I try Corb to search and update node in large number of documents:
Sample input:
<hcmt xmlns="http://horn.thoery">
<susceptible>X</susceptible>
<reponsible>foresee–intervention</reponsible>
<intend>Benefit Protagonist</intend>
<justified>Goal Outwiegen</justified>
</hcmt>
Xquery:
(: let $resp := "foresee–intervention" :)
let $docs :=
cts:search(doc(),
cts:and-query((
cts:collection-query("hcmt"),
cts:path-range-query("/horn:hcmt/horn:responsible", "=", $resp)
))
)
return
for $doc in $docs
return
xdmp:node-replace($doc/horn:hcmt/horn:responsible, "Foresee Intervention")
Expected output:
<hcmt xmlns="http://horn.thoery">
<susceptible>X</susceptible>
<reponsible>Foresee Intervention</reponsible>
<intend>Benefit Protagonist</intend>
<justified>Goal Outwiegen</justified>
</hcmt>
But node-replace didn’t happen in Corb and no error returns. Other queries work fine in Corb. How can the node-replace work correctly in Corb?
Thanks in advance for any help.
I create functions to reconcile the encoding matters.
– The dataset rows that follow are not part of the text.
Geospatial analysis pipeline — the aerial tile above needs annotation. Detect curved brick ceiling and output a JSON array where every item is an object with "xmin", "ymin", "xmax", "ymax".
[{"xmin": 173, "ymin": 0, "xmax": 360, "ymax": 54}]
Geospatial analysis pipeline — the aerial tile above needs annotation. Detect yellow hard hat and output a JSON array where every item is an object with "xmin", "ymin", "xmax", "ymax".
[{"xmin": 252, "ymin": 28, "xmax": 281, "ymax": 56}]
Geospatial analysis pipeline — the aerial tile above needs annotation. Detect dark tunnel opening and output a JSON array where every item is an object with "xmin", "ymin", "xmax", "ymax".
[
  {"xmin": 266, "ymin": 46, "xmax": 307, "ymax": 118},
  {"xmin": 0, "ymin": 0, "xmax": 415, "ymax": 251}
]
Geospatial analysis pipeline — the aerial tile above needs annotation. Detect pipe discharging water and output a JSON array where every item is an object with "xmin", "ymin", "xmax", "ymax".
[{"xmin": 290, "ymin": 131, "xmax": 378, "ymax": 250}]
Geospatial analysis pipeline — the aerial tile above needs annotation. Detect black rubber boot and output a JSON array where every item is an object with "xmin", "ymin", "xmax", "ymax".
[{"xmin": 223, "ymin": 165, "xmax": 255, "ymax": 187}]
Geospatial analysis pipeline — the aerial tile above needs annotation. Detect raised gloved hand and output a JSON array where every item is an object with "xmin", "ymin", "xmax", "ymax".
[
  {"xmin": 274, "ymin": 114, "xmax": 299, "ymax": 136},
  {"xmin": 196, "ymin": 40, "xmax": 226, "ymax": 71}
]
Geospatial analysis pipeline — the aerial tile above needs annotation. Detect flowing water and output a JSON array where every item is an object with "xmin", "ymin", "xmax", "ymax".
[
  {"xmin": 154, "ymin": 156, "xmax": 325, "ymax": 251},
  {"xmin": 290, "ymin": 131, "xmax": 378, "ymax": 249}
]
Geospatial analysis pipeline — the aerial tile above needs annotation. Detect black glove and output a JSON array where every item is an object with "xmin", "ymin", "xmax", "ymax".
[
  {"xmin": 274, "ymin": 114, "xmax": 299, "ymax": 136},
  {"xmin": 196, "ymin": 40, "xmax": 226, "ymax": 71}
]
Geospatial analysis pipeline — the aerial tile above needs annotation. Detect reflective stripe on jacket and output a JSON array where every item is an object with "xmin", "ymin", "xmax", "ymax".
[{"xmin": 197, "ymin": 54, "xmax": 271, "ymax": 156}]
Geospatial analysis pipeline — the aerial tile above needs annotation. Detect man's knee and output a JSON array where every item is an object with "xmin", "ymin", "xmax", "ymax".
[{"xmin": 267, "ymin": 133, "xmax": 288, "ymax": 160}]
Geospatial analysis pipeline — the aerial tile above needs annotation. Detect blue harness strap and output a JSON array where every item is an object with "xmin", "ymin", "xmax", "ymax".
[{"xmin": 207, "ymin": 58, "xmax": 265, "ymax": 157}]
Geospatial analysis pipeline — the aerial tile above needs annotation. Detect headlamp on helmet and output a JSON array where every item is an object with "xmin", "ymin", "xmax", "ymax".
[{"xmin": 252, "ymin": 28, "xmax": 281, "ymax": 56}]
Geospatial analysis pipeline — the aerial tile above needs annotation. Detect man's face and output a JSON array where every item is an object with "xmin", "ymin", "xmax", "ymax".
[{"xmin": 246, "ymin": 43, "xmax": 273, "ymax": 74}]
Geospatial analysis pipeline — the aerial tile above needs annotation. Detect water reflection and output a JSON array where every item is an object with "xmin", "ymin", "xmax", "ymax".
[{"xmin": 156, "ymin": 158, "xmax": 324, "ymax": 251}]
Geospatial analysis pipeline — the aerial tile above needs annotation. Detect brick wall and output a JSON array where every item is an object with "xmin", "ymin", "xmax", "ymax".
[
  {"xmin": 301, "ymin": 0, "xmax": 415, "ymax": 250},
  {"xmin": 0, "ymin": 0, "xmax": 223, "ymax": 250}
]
This not only mitigates potential API transaction failures but also is a requisite to validate & encode parameter or element/property/uri name.
That said, a sample MarkLogic Java API implementation is:
Create a dynamic query construct in the filesystem, in my case, product-query-option.xml (use the query value directly: Chooser–Option)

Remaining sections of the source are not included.